Media panics are seldom about large structural changes, since these are not immediately evident in people's everyday lives. Structural issues more often are addressed in political debates concerning the society and the state. But reactions by a broad swathe of people tend to be about things they can see – or think they see – affecting their own family or community. Even when calling for a national solution, these are local issues. Both euphoria and hysteria are invariably in relation to visible impacts on people's everyday lives and immediate circumstances, while long-term and broader social economic and political effects tend to be less noticed and reacted to.

In some cases reactions have been framed as nationalist causes. American film companies stirred fears that French films in the 1900s and 1910s were endangering the nation (Chapter 2). Post-colonial variants focused on cultural imperialism weakening native cultures and nation-building agendas (Chapters 4 and 6). Again, the fears were often a response to the real popularity of screen media among lower-status populations.

Nationalism, Colonialism, and Global Media

Globalization is place and situation writ large. So far, we have focused on screen media at the ground level of everyday life. The issues discussed above, as already noted, applied as well to the development and reception of screen media across the globe, but under differing circumstances and in different eras. Larger structural forces, such as capitalism, imperialism and nationalism, have driven media developments, economic and cultural hegemony, and reactions to them at the national and international level.

Global media distribution grew upon a broader global trade system with deep historical roots. To understand this context, we need to briefly review the linked histories of the formation of nation states, nationalism, colonial empires, and post-colonial nations. Media have played a part in these as a means of persuasion or, seen from another perspective, as fostering a national culture. These developments were uneven, in some places advancing a century or more ahead of others. But the general pattern still applies.

Global media hegemony began with the dominance of Western European companies and countries exporting films to their colonies and to the US before World War I. The war disrupted their dominance, allowing US companies, then settling in Hollywood, to consolidate control of the American domestic market. After the war, Hollywood quickly extended its reach to European markets and much of the rest of the world, a hegemony which was compounded by export of American television programming after World War II. Only recently has this hegemony begun to be challenged, as several nations vie for regional dominance and even begin incursions into Europe and the US.

Post-colonial media institutionalization arose in the context of this history. Film, radio and television were perceived by many governments as powerful tools for reshaping culture, forging national identity, fostering nationalist allegiance, and binding the nation to the state. For these purposes, governments controlled and often owned and operated such media within their territories. However, as Western imperialism receded and transnational corporations ascended, global media arose less as instruments of nationalism than of trade. This includes trade in media content as commodities in themselves, and media as advertising platforms for all commodities and for a culture of consumption.

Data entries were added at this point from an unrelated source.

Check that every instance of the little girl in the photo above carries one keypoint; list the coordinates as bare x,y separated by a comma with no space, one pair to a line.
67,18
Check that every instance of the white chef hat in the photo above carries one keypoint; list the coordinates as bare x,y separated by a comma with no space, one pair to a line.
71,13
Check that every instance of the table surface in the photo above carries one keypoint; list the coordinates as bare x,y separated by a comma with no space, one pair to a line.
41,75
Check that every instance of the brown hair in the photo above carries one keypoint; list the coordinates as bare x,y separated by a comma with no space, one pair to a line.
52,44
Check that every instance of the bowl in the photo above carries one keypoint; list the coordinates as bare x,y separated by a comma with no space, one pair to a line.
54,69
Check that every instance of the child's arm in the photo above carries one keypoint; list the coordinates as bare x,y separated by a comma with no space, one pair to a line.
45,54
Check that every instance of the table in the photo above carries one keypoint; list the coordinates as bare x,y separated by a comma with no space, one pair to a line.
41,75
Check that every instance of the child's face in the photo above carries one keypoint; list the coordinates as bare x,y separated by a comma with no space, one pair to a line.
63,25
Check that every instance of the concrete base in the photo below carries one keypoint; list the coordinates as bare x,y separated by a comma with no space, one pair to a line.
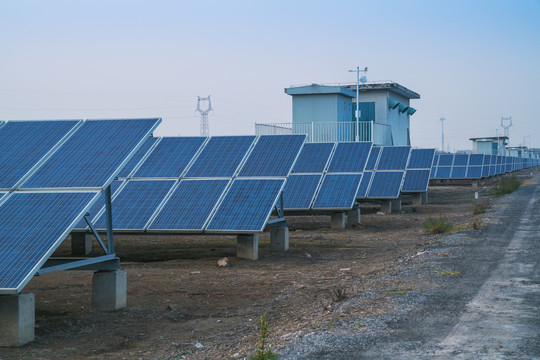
279,237
337,221
353,217
17,319
109,290
81,244
247,247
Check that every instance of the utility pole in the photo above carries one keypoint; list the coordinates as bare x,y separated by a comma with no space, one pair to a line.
205,131
442,134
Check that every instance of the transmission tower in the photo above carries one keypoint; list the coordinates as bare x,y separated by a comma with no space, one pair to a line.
506,123
205,131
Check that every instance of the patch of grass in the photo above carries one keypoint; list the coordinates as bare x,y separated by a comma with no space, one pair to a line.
263,353
448,273
478,208
437,226
508,185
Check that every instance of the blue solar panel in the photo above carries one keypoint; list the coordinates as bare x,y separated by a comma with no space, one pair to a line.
350,157
445,160
170,157
458,172
461,159
273,155
143,150
136,203
394,158
421,159
221,156
373,157
416,180
386,184
98,205
474,172
24,143
364,184
299,191
476,159
443,172
247,205
32,225
338,191
313,158
190,205
93,155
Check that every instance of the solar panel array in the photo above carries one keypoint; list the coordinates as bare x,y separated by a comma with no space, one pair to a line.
223,184
62,166
326,176
476,166
384,175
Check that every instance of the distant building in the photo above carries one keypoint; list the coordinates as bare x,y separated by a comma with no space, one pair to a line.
495,145
327,113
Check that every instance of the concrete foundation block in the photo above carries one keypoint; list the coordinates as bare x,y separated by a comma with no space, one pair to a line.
109,290
81,244
353,217
17,319
279,238
247,247
337,221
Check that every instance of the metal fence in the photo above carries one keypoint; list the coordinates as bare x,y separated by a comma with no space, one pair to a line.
331,131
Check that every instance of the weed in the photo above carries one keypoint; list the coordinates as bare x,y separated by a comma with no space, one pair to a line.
437,226
508,185
478,208
263,353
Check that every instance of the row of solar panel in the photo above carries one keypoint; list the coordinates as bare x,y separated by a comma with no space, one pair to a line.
474,166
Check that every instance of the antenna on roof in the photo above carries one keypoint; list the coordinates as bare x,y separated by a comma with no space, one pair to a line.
205,131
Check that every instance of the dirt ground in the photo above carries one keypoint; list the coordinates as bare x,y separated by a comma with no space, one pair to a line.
181,305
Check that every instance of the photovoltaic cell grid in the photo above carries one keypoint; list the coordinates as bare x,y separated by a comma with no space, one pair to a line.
273,156
93,155
313,158
24,143
33,224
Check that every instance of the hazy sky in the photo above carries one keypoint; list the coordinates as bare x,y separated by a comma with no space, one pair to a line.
471,61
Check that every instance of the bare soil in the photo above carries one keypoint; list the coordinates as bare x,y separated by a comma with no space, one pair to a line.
182,305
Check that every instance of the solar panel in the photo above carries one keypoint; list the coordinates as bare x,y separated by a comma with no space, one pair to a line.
93,155
338,191
476,159
393,158
170,157
98,205
385,184
373,157
313,158
143,150
300,190
461,159
458,172
136,203
443,172
445,160
190,205
350,157
474,172
247,205
32,225
24,143
273,155
364,184
421,159
416,181
221,156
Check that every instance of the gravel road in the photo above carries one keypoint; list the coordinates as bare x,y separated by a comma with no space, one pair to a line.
483,301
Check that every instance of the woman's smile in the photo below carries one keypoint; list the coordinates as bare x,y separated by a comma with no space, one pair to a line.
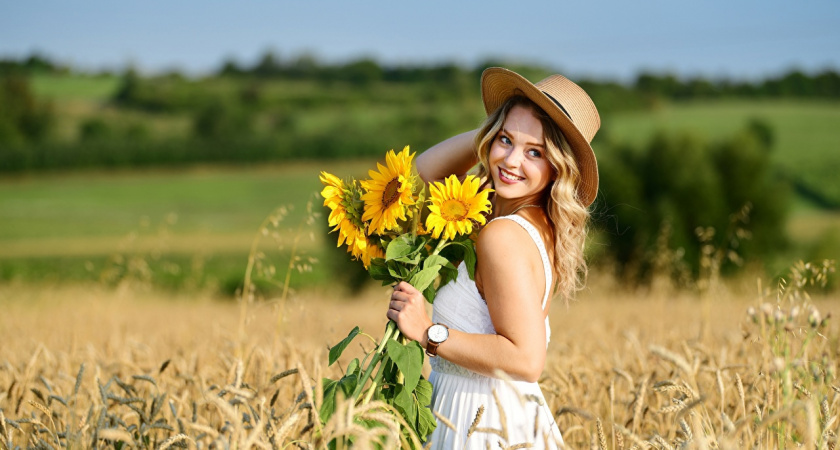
508,177
517,159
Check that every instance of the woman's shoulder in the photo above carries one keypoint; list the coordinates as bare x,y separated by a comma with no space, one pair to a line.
504,236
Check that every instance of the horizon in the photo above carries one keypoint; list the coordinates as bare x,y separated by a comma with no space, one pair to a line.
614,40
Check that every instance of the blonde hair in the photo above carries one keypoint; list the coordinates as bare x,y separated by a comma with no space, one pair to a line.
562,205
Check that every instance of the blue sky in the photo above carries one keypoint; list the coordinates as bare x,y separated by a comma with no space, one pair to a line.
610,39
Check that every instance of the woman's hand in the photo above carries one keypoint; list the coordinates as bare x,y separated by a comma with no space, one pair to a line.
408,310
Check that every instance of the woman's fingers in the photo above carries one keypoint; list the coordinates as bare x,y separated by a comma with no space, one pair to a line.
403,286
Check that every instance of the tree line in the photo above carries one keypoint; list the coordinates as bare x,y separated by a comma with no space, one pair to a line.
658,205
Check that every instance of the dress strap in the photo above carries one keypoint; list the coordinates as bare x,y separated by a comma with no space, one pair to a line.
535,235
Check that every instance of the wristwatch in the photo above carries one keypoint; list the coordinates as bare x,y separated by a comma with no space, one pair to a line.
437,334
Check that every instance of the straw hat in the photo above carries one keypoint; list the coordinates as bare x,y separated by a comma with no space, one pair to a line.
566,103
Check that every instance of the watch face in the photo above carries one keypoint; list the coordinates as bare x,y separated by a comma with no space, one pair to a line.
438,333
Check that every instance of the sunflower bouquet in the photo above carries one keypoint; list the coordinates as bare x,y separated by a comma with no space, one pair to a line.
400,232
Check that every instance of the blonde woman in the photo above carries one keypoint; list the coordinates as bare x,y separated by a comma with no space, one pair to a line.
487,338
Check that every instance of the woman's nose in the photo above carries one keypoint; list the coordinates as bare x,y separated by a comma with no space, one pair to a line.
513,157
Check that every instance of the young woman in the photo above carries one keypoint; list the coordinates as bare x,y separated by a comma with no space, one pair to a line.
488,337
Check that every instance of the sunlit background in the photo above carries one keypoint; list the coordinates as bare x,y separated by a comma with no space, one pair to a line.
157,156
148,141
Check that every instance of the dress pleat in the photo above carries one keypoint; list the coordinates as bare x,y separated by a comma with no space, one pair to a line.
507,412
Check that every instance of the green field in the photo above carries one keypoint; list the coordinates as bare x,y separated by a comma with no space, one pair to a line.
806,134
83,226
196,225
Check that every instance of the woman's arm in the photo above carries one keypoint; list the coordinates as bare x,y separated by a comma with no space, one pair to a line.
455,155
514,283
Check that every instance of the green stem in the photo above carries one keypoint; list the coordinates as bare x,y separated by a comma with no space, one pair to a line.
389,330
376,380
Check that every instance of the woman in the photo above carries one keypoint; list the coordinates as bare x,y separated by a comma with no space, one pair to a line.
487,336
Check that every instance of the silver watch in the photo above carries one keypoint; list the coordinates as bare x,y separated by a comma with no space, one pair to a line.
437,333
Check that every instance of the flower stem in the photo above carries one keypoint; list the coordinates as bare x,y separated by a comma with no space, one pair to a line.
378,355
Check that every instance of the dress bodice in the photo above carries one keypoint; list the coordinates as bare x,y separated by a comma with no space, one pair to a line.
459,305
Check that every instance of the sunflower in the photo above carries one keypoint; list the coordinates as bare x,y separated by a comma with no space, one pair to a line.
456,206
343,201
388,192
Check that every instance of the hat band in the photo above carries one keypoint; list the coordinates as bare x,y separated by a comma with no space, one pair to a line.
558,105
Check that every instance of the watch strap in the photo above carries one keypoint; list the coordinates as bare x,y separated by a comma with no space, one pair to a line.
432,346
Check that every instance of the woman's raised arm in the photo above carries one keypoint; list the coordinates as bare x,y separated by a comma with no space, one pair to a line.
455,155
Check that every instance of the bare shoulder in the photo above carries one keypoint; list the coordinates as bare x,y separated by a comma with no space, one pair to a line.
505,240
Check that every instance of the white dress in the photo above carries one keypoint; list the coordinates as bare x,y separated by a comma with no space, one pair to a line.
459,393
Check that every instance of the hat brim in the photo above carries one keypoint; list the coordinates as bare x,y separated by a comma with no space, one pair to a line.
499,84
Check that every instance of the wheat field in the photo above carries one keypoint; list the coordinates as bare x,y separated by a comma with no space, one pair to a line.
87,366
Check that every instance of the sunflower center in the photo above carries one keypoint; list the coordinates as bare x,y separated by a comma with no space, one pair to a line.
391,192
453,210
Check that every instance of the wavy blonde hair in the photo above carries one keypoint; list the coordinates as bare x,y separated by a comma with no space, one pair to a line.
563,207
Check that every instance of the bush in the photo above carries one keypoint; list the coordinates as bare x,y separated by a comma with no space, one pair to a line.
685,195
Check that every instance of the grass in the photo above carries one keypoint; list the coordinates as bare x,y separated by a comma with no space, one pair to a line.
806,134
75,226
89,366
75,87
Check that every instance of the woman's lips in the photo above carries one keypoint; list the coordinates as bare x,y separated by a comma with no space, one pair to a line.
508,177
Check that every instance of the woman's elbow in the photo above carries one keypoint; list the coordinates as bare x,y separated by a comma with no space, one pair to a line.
425,167
529,368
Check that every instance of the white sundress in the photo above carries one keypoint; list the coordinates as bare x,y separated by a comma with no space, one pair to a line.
459,393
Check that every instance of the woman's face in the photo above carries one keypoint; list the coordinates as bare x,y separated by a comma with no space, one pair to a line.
518,162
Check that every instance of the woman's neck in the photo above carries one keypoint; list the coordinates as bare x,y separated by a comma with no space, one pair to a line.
506,207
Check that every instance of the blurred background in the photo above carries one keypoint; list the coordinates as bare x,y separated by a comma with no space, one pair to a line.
161,144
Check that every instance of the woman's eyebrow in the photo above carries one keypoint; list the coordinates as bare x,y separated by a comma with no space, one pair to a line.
534,144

Most recently, multiple centers of media production, export and exchange have arisen, contesting Western hegemony and establishing regional dominance. The book will follow this history as it has moved from film to television to digital screen media (see Chapters 2, 4, 6, 9).

Globalization has always been about trade. When traders came with military escorts it became conquest. Global trade is as ancient as civilizations.29 Ancient empires, such as Persia or Rome, grew by absorbing adjoining territories, transferring goods from periphery to center and then re-distributing them. As modern European nation-states emerged, they were able to acquire and hold colonial empires of non-contiguous territories, often separated by oceans, at far greater distances from the homeland than the adjacent territories of ancient empires. By the sixteenth century a handful of Western European nations had created modern colonial empires and organized the world into parallel, hierarchical systems of trade between European ruling nations and their respective colonies. By 1900, few peoples and little territory lay outside this system.30

Colonial rule required occupiers on the ground. Posted throughout the colonial world they constituted an early global bourgeoisie. They and their governments did much to sustain their home cultures in foreign places – exclusive enclaves, children sent home for their education and enculturation, and rulers imposing their home culture and language on colonial government. Appended to this colonial class were the native populations who served and conducted trade with colonials, their governments and businesses. Such in-between population necessarily were familiar with both the colonial's culture and language as well as their own native culture and language. This in-betweenness produced some blended cultures among this class, as well as tension and conflict.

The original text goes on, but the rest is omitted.